Rugby Mais l’Irlande, qui a battu les Wallabies et les All Blacks, se pose en sérieux outsider.

Quatorze succès de rang depuis l’arrivée de l’Australien Eddie Jones à la tête du XV de la Rose. Le bilan est éloquent. Sur sa lancée du Grand Chelem 2016, l’Angleterre s’est offert le scalp des Boks, des Fidjiens, des Pumas et des Wallabies. Ne manquait que les Blacks pour réussir un autre Grand Chelem. C’est dire si les Anglais ont réussi l’amalgame de la discipline, de la force mentale et de l’innovation. N’en jetez plus, la Coupe est pleine. Oui sauf que la Rose est, depuis quelques mois, décimée par les blessures (Tuilagi, Robshaw, Marler, Launchbury, les frères Vunipola et Watson) devraient manquer toute la compétition. Férocement, l’Angleterre débutera le Tournoi par le Crunch face aux Tricolores avant de clore l’édition en Irlande pour ce qui pourrait bien être, le 18 mars, l’officieuse finale du Six Nations. Pour pallier cette cascade de forfait, Eddie Jones pourra compter sur le retour de suspension de son épidermique capitaine Dylan Hartley qui cumule 60 semaines d’exclusion depuis le début de sa carrière pour l’ensemble de son œuvre…

Derrière les Anglais , qui auront l’avantage de recevoir trois fois, les Irlandais semblent les plus costauds. Vainqueur en 2014 et 2015, le XV du Trèfle a réalisé l’exploit en automne en venant à bout des maîtres néo-zélandais. Battue par les champions du monde à Dublin, elle a bouclé novembre par un succès sur l’Australie. La sélection de Joe Schmidt semble un outsider plus sérieux que le pays de Galles. Attention tout de même au XV du Poireau, qui aura l’avantage de recevoir ses deux principaux adversaires à Cardiff.

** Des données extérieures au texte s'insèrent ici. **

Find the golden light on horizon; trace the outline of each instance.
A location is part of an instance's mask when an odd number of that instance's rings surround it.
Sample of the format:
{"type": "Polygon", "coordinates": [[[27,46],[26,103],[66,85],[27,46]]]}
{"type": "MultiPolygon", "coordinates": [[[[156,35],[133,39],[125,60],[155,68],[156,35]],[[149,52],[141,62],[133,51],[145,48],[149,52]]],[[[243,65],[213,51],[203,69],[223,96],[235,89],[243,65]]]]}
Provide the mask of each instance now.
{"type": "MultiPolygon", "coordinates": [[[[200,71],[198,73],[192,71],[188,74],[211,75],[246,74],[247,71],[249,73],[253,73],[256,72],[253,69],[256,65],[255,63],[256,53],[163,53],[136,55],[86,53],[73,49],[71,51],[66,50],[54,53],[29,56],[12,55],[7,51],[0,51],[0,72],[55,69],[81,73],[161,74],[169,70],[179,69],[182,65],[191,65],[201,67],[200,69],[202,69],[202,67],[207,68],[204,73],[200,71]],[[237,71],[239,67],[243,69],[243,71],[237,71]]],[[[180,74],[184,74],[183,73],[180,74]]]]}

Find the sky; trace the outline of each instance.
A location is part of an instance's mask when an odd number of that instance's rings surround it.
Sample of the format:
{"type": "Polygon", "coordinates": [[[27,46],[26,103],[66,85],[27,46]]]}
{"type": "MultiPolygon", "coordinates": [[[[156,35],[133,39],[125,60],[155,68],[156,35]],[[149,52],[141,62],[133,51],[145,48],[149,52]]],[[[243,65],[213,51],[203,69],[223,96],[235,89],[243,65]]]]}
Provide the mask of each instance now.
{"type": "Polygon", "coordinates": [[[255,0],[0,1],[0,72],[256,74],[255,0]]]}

L’Écosse, avantagée par le calendrier, pourrait sortir du bois pour la dernière de Vern Cotter. En France, les attentes autour du sélectionneur Guy Novès sont énormes. Le calendrier défavorable l’empêche de fixer un objectif précis mais le besoin de victoires se fait ressentir après une tournée marquée par les frustrations face aux Aussies et Blacks. C’est aussi ce que se dit l’Italie, deux mois après une victoire historique contre les Boks. Un calendrier favorable pourrait permettre à la Squadra d’oublier les dernières éditions.

© D.R.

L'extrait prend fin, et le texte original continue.